Lupa gripped the cloth about Lyam's head, one boot on his back like she was wrestling livestock. It seeped into his skull and set his body ablaze. When the swelling began, it was too late. Lucius rolled over on the ground as his throat was freed, gasping for air much the same as Lyam. The curious thing is that the venom is a silent poison. The throat closes before a noise can be made. Victims are typically busy clawing at their own necks even as their eyes swell shut, and then it is much the same as a hangman's death.

When Lyam stopped moving, he pushed the corpse onto its side and retrieved his dagger. The venom had reached his face and his own swelling had begun. He wheezed as he mounted the steps. Aria sat at the top landing, her body wilted as she listened to screams in the street. He knelt before her and offered the dagger. "I told you I would keep you safe. I never wavered on that, even when you tried to betray me."

"I'm so sorry I thought Austin was the better man than you."

"All the good men in the kingdom died last year. Coming with me is your only chance of escaping, and that is assuming I can save this damn city."

"We don't have time, Lu," Lupa said as she pulled a pair of leather gloves on.
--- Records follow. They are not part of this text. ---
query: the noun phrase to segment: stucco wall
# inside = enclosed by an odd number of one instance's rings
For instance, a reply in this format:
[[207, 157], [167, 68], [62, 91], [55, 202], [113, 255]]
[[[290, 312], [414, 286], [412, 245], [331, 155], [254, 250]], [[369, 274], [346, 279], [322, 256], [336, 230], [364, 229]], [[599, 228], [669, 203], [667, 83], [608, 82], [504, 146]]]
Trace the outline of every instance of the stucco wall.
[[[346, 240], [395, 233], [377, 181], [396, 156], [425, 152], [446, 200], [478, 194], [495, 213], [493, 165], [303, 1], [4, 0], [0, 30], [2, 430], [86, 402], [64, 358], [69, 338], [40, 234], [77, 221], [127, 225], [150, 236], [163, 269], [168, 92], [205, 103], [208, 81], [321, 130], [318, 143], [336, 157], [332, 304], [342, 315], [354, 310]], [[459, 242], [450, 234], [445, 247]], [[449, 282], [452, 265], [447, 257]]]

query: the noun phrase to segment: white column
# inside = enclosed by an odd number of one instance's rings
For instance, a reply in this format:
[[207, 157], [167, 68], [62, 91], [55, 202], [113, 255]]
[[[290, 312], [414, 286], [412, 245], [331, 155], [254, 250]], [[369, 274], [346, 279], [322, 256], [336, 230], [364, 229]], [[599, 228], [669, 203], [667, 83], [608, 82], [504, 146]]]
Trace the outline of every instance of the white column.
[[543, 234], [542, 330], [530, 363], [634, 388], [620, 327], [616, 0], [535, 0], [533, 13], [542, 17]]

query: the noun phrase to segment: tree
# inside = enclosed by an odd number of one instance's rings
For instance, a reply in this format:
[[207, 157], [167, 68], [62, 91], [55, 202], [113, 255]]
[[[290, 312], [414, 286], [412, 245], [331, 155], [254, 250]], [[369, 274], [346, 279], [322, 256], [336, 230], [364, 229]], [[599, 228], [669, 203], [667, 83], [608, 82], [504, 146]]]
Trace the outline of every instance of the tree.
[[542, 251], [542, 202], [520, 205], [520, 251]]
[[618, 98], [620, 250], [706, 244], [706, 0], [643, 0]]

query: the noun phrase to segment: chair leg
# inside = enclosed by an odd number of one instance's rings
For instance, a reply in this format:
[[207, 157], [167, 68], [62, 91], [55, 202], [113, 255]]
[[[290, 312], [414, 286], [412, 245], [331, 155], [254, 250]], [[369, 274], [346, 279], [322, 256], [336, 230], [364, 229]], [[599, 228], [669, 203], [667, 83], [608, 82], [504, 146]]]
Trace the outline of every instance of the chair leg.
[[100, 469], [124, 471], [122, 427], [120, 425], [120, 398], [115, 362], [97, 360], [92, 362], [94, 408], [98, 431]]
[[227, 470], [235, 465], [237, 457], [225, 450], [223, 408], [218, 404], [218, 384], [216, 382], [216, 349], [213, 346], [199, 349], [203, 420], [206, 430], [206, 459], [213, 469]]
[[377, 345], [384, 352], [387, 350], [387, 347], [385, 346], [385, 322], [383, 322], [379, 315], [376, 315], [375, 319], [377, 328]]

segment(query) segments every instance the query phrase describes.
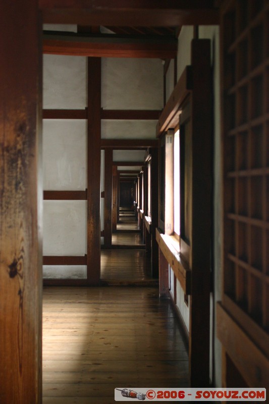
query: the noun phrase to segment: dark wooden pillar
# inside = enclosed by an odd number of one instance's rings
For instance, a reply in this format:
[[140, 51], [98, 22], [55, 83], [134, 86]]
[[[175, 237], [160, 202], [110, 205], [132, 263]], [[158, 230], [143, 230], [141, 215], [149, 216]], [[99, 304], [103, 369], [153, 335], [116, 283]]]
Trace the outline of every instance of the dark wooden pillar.
[[159, 246], [156, 240], [156, 228], [158, 226], [158, 149], [151, 149], [151, 275], [152, 278], [158, 278], [159, 267]]
[[87, 268], [89, 285], [100, 280], [101, 58], [88, 58], [88, 225]]
[[104, 149], [104, 246], [111, 247], [112, 242], [112, 163], [113, 150]]
[[[192, 387], [207, 387], [209, 374], [211, 127], [210, 43], [192, 42], [193, 91], [192, 181], [192, 286], [190, 298], [190, 376]], [[201, 125], [201, 122], [203, 124]], [[202, 212], [202, 214], [201, 213]], [[201, 365], [202, 365], [202, 368]], [[201, 369], [202, 369], [202, 371]]]
[[117, 173], [117, 197], [118, 197], [118, 201], [117, 204], [117, 223], [120, 223], [120, 188], [121, 186], [121, 181], [120, 179], [120, 174], [119, 173]]
[[41, 38], [36, 0], [0, 4], [0, 402], [41, 403]]
[[112, 231], [117, 231], [117, 166], [113, 166], [112, 169]]

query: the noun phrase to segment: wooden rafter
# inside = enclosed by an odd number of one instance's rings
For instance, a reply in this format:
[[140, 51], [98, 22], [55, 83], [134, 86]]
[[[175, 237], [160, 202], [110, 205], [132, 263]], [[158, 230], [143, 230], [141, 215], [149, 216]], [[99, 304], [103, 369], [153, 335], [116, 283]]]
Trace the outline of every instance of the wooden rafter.
[[219, 23], [212, 0], [39, 0], [47, 23], [171, 27]]
[[103, 34], [85, 36], [46, 31], [43, 37], [43, 53], [96, 57], [157, 58], [173, 59], [177, 40], [172, 36], [140, 37]]

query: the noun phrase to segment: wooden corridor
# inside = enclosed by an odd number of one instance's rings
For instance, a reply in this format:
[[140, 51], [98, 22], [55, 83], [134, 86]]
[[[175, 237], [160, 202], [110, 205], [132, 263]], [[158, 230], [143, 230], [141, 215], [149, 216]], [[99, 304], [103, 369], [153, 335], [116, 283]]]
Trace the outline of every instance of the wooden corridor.
[[188, 386], [188, 355], [156, 287], [45, 287], [43, 403], [112, 404], [115, 387]]

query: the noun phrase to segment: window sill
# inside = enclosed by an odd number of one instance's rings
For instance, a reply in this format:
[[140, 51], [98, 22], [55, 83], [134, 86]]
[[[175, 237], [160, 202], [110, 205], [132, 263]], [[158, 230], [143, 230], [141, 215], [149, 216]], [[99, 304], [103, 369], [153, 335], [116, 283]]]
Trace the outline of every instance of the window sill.
[[[156, 240], [184, 293], [190, 294], [191, 272], [188, 265], [180, 256], [178, 240], [175, 236], [162, 234], [158, 229], [156, 229]], [[177, 248], [174, 246], [175, 241]]]

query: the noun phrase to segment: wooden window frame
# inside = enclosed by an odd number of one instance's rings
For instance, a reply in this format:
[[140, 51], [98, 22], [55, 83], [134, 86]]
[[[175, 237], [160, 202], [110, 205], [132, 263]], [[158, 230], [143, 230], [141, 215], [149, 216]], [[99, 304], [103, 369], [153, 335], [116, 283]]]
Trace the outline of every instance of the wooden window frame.
[[[189, 245], [180, 237], [179, 255], [173, 251], [171, 242], [167, 239], [167, 235], [157, 231], [156, 239], [159, 244], [160, 280], [162, 282], [160, 283], [160, 290], [162, 295], [169, 297], [168, 263], [184, 292], [190, 294], [190, 383], [191, 386], [205, 387], [209, 384], [212, 237], [212, 120], [209, 39], [195, 39], [192, 41], [191, 66], [187, 66], [184, 71], [164, 109], [156, 127], [157, 137], [162, 136], [168, 128], [176, 127], [178, 115], [182, 112], [188, 96], [191, 122], [191, 176], [195, 179], [191, 181], [190, 240]], [[187, 280], [190, 284], [187, 283]]]

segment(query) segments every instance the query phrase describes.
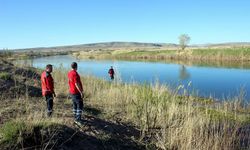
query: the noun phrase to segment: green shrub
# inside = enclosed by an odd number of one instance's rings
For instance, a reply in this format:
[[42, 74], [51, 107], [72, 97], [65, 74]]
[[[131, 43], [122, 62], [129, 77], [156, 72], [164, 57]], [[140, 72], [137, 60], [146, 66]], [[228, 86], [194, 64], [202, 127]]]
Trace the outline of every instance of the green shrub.
[[3, 80], [10, 80], [11, 79], [11, 75], [7, 72], [1, 72], [0, 73], [0, 79]]
[[0, 128], [1, 143], [16, 143], [20, 132], [24, 131], [26, 128], [24, 122], [6, 122]]

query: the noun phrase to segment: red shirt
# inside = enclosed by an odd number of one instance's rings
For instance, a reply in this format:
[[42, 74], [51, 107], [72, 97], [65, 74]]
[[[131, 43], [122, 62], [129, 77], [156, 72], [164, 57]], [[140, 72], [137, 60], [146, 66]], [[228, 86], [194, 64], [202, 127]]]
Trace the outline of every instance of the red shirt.
[[68, 79], [69, 79], [69, 93], [80, 94], [80, 92], [76, 88], [76, 83], [78, 83], [80, 90], [83, 90], [83, 88], [82, 88], [82, 82], [81, 82], [80, 76], [76, 72], [76, 70], [72, 69], [71, 71], [69, 71]]
[[54, 93], [54, 81], [50, 73], [44, 71], [41, 75], [43, 96]]
[[113, 76], [115, 74], [115, 71], [114, 71], [114, 69], [109, 69], [108, 73], [109, 73], [110, 76]]

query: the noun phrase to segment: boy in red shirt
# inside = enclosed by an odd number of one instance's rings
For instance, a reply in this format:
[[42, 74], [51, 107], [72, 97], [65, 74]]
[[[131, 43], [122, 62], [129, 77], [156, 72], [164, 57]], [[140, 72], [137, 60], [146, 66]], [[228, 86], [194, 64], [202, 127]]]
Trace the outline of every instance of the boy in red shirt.
[[51, 76], [53, 71], [52, 65], [48, 64], [46, 70], [41, 75], [42, 95], [47, 102], [47, 116], [50, 117], [53, 111], [53, 97], [56, 96], [54, 92], [54, 81]]
[[73, 102], [73, 113], [75, 117], [75, 123], [82, 125], [83, 121], [81, 119], [83, 110], [83, 87], [79, 74], [77, 73], [77, 63], [73, 62], [71, 64], [71, 71], [68, 73], [69, 80], [69, 93]]
[[108, 73], [109, 73], [110, 79], [111, 79], [111, 80], [114, 80], [115, 71], [114, 71], [114, 69], [113, 69], [113, 66], [110, 67]]

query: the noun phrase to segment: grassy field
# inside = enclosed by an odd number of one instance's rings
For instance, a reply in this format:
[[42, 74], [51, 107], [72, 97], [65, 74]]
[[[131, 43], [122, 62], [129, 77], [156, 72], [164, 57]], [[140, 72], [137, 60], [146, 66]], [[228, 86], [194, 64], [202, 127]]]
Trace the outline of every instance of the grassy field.
[[[170, 90], [160, 84], [122, 84], [91, 76], [82, 77], [84, 109], [85, 118], [90, 123], [94, 122], [88, 128], [95, 130], [86, 129], [76, 135], [71, 124], [73, 118], [67, 94], [66, 72], [63, 68], [53, 72], [57, 98], [52, 118], [45, 117], [45, 102], [41, 97], [26, 94], [9, 100], [1, 98], [2, 145], [8, 143], [12, 146], [20, 145], [20, 148], [27, 141], [43, 139], [42, 144], [39, 144], [44, 149], [58, 142], [58, 147], [72, 146], [74, 141], [92, 149], [95, 149], [94, 145], [106, 146], [107, 149], [250, 148], [250, 108], [241, 103], [240, 97], [231, 102], [218, 103], [192, 96], [179, 96], [178, 90], [185, 90], [182, 86]], [[53, 137], [64, 132], [68, 133], [67, 137], [55, 141]], [[67, 142], [70, 137], [72, 142]], [[86, 139], [90, 137], [104, 144], [94, 142], [88, 145]], [[91, 140], [88, 142], [91, 143]]]

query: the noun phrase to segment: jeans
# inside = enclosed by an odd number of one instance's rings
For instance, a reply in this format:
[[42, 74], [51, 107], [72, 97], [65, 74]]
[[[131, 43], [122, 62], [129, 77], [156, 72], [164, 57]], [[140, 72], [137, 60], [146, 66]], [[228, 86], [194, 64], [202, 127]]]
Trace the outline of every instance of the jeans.
[[45, 95], [45, 98], [47, 102], [47, 115], [51, 116], [53, 112], [53, 95], [52, 94]]
[[81, 120], [83, 110], [83, 100], [80, 94], [71, 94], [73, 102], [73, 114], [76, 121]]

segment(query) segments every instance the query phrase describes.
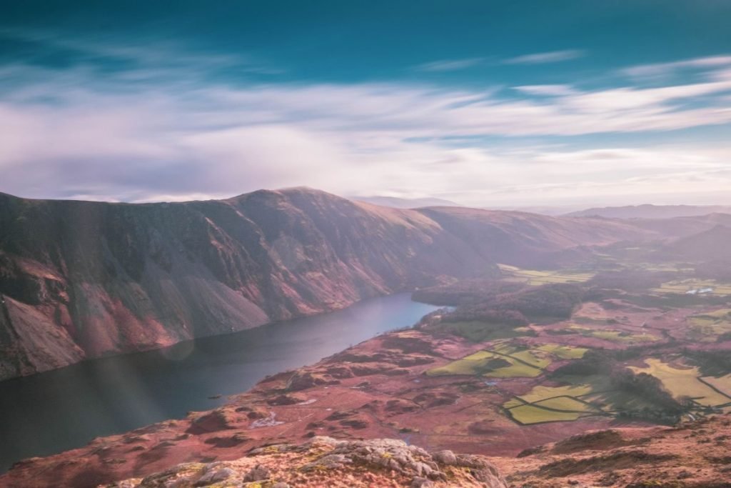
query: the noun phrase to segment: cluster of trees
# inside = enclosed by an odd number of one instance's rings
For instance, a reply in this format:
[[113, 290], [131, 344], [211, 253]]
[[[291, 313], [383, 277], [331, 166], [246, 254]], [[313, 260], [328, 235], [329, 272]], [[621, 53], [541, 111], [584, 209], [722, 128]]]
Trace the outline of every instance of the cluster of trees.
[[518, 310], [490, 308], [489, 304], [465, 305], [444, 316], [445, 322], [471, 322], [480, 320], [488, 323], [504, 324], [512, 327], [527, 326], [530, 322]]
[[698, 366], [703, 376], [720, 376], [731, 372], [731, 350], [683, 349], [683, 354]]
[[731, 261], [716, 260], [697, 264], [695, 274], [706, 279], [731, 281]]
[[602, 271], [586, 282], [586, 285], [597, 288], [637, 291], [659, 288], [674, 276], [673, 273], [643, 270]]
[[417, 290], [412, 298], [433, 305], [457, 307], [484, 303], [499, 295], [516, 292], [522, 288], [523, 285], [520, 283], [496, 279], [466, 279]]
[[688, 411], [692, 403], [676, 400], [662, 386], [662, 383], [652, 375], [635, 373], [626, 368], [616, 369], [610, 375], [612, 386], [618, 390], [643, 399], [670, 416], [681, 416]]
[[500, 295], [492, 308], [516, 310], [529, 317], [569, 318], [581, 304], [583, 289], [576, 285], [556, 283], [528, 288], [515, 293]]

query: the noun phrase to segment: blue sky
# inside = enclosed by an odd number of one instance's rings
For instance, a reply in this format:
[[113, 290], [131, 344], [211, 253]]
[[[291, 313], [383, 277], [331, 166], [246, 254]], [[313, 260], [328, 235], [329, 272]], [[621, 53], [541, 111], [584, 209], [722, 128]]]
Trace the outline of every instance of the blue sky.
[[731, 2], [14, 2], [0, 191], [731, 203]]

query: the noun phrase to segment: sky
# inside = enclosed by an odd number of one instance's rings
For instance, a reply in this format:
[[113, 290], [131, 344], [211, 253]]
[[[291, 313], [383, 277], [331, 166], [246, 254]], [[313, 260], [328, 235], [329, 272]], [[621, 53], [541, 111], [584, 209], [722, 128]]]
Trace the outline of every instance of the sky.
[[731, 1], [6, 2], [0, 192], [731, 204]]

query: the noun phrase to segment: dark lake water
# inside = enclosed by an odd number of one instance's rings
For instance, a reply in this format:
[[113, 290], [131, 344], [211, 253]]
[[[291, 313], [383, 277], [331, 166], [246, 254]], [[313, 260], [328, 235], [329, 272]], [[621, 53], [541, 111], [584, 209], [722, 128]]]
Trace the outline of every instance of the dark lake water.
[[[15, 461], [227, 402], [267, 375], [314, 363], [436, 309], [400, 293], [159, 350], [0, 383], [0, 473]], [[223, 395], [219, 399], [208, 397]]]

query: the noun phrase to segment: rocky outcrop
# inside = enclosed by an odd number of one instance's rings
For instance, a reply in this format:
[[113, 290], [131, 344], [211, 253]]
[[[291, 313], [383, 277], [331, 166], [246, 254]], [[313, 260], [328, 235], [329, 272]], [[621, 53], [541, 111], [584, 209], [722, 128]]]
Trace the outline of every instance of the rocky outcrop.
[[0, 380], [648, 235], [600, 219], [387, 209], [303, 188], [137, 205], [0, 194]]
[[175, 487], [480, 487], [507, 488], [495, 467], [480, 456], [436, 453], [401, 440], [345, 441], [316, 437], [301, 445], [251, 451], [240, 459], [188, 463], [109, 488]]

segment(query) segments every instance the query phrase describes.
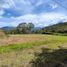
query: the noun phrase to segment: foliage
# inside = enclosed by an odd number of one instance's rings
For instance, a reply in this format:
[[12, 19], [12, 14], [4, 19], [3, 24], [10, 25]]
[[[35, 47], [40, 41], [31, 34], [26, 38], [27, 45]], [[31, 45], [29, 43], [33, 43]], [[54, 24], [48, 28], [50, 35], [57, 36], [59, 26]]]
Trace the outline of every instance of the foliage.
[[67, 22], [58, 23], [58, 24], [44, 27], [42, 29], [42, 33], [43, 34], [67, 33]]
[[14, 30], [10, 31], [12, 34], [29, 34], [34, 28], [33, 23], [20, 23]]
[[67, 49], [42, 48], [41, 53], [35, 53], [31, 63], [31, 67], [67, 67]]

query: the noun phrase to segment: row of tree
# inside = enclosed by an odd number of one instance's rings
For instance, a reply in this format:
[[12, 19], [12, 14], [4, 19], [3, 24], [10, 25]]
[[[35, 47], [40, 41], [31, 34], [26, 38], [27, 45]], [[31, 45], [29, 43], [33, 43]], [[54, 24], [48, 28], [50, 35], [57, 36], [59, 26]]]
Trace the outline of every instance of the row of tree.
[[29, 34], [34, 28], [33, 23], [20, 23], [15, 29], [9, 31], [11, 34]]

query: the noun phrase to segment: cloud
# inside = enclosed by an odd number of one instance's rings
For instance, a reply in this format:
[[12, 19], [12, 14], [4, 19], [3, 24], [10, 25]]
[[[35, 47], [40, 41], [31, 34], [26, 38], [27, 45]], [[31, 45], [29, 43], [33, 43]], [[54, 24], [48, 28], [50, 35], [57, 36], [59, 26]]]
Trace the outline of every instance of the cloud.
[[61, 13], [26, 14], [20, 17], [1, 18], [0, 21], [8, 25], [17, 26], [19, 23], [32, 22], [35, 26], [48, 26], [61, 21], [66, 21], [67, 16]]
[[[65, 2], [67, 1], [63, 4]], [[47, 26], [66, 21], [66, 10], [59, 6], [52, 0], [0, 0], [0, 26], [17, 26], [21, 22]]]

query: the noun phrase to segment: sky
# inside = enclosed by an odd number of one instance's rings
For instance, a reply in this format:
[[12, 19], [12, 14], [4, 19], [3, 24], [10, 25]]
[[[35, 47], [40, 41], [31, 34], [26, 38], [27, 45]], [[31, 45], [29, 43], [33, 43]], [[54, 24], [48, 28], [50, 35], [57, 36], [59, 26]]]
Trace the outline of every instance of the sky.
[[32, 22], [43, 27], [67, 21], [67, 0], [0, 0], [0, 27]]

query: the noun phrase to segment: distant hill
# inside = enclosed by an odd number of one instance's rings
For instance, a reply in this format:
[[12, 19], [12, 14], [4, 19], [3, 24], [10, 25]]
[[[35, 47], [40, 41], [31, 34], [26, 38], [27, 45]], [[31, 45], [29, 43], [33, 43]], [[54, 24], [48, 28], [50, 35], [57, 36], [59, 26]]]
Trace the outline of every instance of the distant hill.
[[14, 28], [15, 27], [5, 26], [5, 27], [2, 27], [1, 29], [5, 31], [10, 31], [10, 30], [13, 30]]
[[42, 33], [67, 33], [67, 22], [44, 27], [42, 28]]

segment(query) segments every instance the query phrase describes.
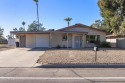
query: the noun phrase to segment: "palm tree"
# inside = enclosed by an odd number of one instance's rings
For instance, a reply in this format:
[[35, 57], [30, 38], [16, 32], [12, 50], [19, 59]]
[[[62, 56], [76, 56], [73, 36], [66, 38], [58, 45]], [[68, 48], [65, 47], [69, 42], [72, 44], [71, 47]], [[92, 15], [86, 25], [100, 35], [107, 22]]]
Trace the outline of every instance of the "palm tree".
[[39, 30], [39, 10], [38, 10], [38, 0], [33, 0], [36, 3], [36, 10], [37, 10], [37, 20], [38, 20], [38, 30]]
[[25, 30], [25, 24], [26, 24], [26, 22], [22, 22], [22, 25], [23, 25], [23, 28], [24, 28], [24, 30]]
[[68, 22], [68, 27], [69, 27], [69, 25], [70, 25], [70, 21], [72, 20], [72, 18], [67, 17], [67, 18], [65, 18], [64, 20], [65, 20], [66, 22]]

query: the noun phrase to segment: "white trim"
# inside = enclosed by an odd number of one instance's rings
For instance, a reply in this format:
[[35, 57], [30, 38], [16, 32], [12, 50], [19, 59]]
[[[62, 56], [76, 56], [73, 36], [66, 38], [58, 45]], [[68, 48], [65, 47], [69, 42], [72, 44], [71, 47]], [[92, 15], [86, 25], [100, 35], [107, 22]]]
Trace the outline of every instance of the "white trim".
[[125, 80], [125, 77], [0, 77], [0, 79], [14, 79], [14, 80], [26, 80], [26, 79], [34, 79], [34, 80], [42, 80], [42, 79], [70, 79], [70, 80]]

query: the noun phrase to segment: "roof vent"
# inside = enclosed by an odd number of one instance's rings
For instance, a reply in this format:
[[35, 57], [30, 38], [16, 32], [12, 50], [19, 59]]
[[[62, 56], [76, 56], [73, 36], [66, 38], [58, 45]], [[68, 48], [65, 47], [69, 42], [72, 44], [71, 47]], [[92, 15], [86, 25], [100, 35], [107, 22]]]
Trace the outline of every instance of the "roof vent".
[[55, 29], [49, 29], [48, 31], [55, 31]]

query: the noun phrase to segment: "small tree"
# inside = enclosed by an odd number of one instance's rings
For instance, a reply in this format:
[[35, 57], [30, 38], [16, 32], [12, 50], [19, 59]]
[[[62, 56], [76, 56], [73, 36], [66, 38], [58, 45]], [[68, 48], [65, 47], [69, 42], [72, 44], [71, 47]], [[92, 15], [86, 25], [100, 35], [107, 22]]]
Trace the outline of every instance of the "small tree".
[[18, 31], [17, 28], [14, 28], [13, 31]]
[[25, 24], [26, 24], [26, 22], [22, 22], [22, 25], [23, 25], [23, 28], [24, 28], [24, 30], [25, 30]]
[[37, 21], [33, 21], [33, 23], [31, 23], [28, 26], [28, 30], [27, 31], [44, 31], [45, 28], [43, 27], [43, 24], [41, 23], [37, 23]]

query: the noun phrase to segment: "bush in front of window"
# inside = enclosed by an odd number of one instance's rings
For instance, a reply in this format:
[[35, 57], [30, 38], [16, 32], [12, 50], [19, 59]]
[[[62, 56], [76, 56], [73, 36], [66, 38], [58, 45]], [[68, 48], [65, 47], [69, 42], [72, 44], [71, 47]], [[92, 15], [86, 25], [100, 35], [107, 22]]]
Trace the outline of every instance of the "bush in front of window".
[[56, 48], [58, 48], [58, 49], [59, 49], [59, 48], [61, 48], [61, 46], [60, 46], [60, 45], [57, 45], [57, 46], [56, 46]]
[[103, 48], [111, 48], [111, 45], [109, 42], [101, 42], [100, 47]]

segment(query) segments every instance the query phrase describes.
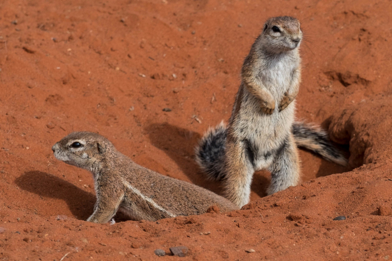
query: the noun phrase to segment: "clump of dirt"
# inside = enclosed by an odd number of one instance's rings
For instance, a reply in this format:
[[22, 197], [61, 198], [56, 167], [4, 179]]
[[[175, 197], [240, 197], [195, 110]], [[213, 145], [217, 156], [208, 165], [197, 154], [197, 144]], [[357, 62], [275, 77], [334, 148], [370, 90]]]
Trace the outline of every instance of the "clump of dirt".
[[[195, 260], [390, 259], [390, 5], [4, 1], [0, 259], [149, 260], [181, 246]], [[349, 166], [301, 151], [301, 185], [265, 196], [269, 173], [258, 172], [241, 210], [84, 221], [91, 175], [50, 149], [72, 131], [98, 132], [142, 166], [220, 192], [194, 148], [230, 117], [244, 58], [264, 21], [282, 15], [299, 18], [304, 32], [298, 118], [348, 145]]]

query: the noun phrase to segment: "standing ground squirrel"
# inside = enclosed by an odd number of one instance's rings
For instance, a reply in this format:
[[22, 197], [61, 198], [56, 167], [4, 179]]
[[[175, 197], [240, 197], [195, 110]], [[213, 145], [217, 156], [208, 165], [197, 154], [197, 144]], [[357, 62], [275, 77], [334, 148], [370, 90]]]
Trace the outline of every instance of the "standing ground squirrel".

The venom was all across her palms, and would spread to anything she touched.

"But where will we go?" Aria asked, gingerly taking the dagger.

The door flung open. A lantern shined into the hall, followed by three familiar faces and sighs of relief. "Thank the gods, we're not too late," Louie shouted, shoving Sammy toward the bleeding men as the Lynnfield girl followed.

There was much that needed to be discussed with them, but Lucius gave Aria a grin. "Where else do I go? To war."